Lion Passes at the Zoo

The Zoo is deeply saddened to announce the loss of its patriarch African lion, Mramba. The Animal Care team had been regularly treating Mramba for arthritis and chronic kidney disease, due to his advanced age. Recently his kidney disease progressed into end-stage renal failure and when Mramba’s quality of life had decreased to the point where medications were no longer keeping him comfortable, the difficult decision was made to humanely euthanize him.

“As one of the oldest lions in human care at more than 18 years old, Mramba was a longtime beloved member of our Zoo family,” said Greg Bockheim, Executive Director of the Virginia Zoo. “We find comfort in knowing that he was given the best possible care every day of his life and have been fortunate to share his legacy with our community,” Bockheim added.

Mramba arrived at the Virginia Zoo in 2004 as a part of a breeding recommendation through the Species Survival Plan. Once at the Zoo, he was introduced to Zola with whom he sired seven cubs between three litters. The average lifespan for a lion in the wild is 10-14 years and in human care is about 16 years. Animals live a longer life in human care due to the advanced medical care, diet, husbandry and overall wellness of the animal being documented and managed for each individual, no matter the stage of life. Whereas in the wild, older animals are easy prey for predators and illnesses are untreated.

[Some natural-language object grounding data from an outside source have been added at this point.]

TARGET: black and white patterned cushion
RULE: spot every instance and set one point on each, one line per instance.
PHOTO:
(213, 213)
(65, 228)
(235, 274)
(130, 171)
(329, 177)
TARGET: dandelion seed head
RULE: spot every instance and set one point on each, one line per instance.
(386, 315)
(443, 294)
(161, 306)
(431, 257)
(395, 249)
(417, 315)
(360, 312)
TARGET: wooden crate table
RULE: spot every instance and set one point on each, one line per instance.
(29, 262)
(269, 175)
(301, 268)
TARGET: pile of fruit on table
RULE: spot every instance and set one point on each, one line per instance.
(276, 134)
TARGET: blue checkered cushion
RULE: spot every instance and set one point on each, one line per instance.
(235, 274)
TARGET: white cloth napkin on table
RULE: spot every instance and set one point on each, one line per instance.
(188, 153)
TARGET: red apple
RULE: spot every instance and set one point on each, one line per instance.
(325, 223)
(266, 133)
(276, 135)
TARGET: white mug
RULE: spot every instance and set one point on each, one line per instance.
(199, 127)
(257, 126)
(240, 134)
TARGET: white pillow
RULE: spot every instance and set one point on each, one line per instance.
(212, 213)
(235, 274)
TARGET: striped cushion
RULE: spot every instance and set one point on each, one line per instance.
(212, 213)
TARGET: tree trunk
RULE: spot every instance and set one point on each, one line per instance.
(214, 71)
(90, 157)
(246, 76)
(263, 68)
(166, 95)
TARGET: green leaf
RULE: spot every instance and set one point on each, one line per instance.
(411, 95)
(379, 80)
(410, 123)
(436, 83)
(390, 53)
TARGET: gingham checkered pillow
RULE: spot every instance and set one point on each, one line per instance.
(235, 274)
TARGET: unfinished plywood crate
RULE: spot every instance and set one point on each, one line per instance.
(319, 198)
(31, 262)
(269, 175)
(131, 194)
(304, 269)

The Virginia Zoo is home to many other elderly animals who have reached advanced ages due to the exceptional medical care they receive at the Zoo. Zola, Mramba’s mate, passed in 2020 at nearly 16 years old. Last month, Asia, a female white-cheeked gibbon, was humanely euthanized due to quality-of-life concerns. At age 48, she was one of the oldest white-cheeked gibbons in North America. Her species typically lives an average of 25-28 years in the wild. It’s an all-staff effort to manage this process, from care for the animals, wellness checks and diet plans, to educating visitors and telling each animal’s story.

The Virginia Zoo will continue spreading the important story of saving African lions as it welcomes three new lions to its pride. A male and two females will be arriving from other Association of Zoos and Aquariums (AZA) accredited institutions in late spring.